Observational study of the formation of homologous confined circular-ribbon flares

TL;DR

This study investigates the formation and energy release mechanisms of five homologous confined circular-ribbon solar flares in active region 11476, highlighting the roles of magnetic null points, sunspot motions, and magnetic topology.

Contribution

It provides detailed analysis of the magnetic structures and null points involved in homologous confined flares, revealing their formation process and energy release mechanisms.

Findings

Magnetic null points are present in the first four flares but not in the fifth.

Sunspot rotation and shearing motions are key to energy accumulation.

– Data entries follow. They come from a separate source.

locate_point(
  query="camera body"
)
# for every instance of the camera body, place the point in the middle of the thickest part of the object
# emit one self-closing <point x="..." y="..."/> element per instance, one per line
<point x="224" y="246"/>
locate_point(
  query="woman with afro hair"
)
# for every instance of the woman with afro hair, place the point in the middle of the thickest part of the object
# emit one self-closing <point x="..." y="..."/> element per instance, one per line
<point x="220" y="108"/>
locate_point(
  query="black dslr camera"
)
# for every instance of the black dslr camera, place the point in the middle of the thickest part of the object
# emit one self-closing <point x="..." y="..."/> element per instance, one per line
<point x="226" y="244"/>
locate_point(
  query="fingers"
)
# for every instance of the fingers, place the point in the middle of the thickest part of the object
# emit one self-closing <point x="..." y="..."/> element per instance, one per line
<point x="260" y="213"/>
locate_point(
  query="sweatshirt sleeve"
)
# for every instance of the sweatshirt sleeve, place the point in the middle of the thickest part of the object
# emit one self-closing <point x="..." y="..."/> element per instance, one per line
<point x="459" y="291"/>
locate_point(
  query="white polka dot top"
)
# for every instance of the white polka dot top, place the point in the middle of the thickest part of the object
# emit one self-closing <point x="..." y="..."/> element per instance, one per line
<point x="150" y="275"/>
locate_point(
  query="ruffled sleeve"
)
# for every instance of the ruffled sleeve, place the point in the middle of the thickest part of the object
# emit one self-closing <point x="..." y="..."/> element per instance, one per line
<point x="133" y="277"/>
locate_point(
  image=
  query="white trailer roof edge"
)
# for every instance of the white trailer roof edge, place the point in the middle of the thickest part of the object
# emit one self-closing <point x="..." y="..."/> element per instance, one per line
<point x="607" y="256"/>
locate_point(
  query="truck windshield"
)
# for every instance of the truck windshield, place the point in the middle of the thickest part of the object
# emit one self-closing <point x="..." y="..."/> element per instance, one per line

Large-scale magnetic loops confine the flares, preventing eruption.

Abstract

When several solar flares with comparable classes occur successively at the same location and exhibit similar morphological features, they are called homologous flares. During 2012 May 8-10, five M-class homologous circular-ribbon flares associated with no coronal mass ejection occurred in active region (AR) 11476. The formation process of these homologous confined flares, particularly the homologous aspect, is unclear and inconclusive. This paper is dedicated to studying how the energy for this series of flares was accumulated and whether there existed null points responsible for the flare energy release. Before and during the five flares, the sunspots with opposite polarities sheared against each other and also rotated individually. Before each flare, the magnetic fields at the polarity inversion line were highly sheared and there existed a magnetic flux rope overlain by arch-shaped loops. For the first four flares, we find magnetic null points in the fan-spine topology, situated at about 3.8 Mm, 5.7 Mm, 3.4 Mm, and 2.6 Mm above the photosphere, respectively. For the fifth flare, no null point is detected. However, in the (extreme-)ultraviolet images, the evolution behaviors of all the flares were almost identical. Therefore, we speculate that a null point responsible for the occurrence of the fifth flare may have existed. These results reveal that, for these homologous flares in AR 11476, the sunspot rotation and shearing motion play important roles in energy accumulation, the null point of the fan-spine topology is crucial for energy release through magnetic reconnection therein, and large-scale magnetic loops prevent the erupting material from escaping the Sun, thus forming the observed homologous confined major circular-ribbon flares. This study provides clear evidence for the drivers of successive, homologous flares as well as the nature of confined events.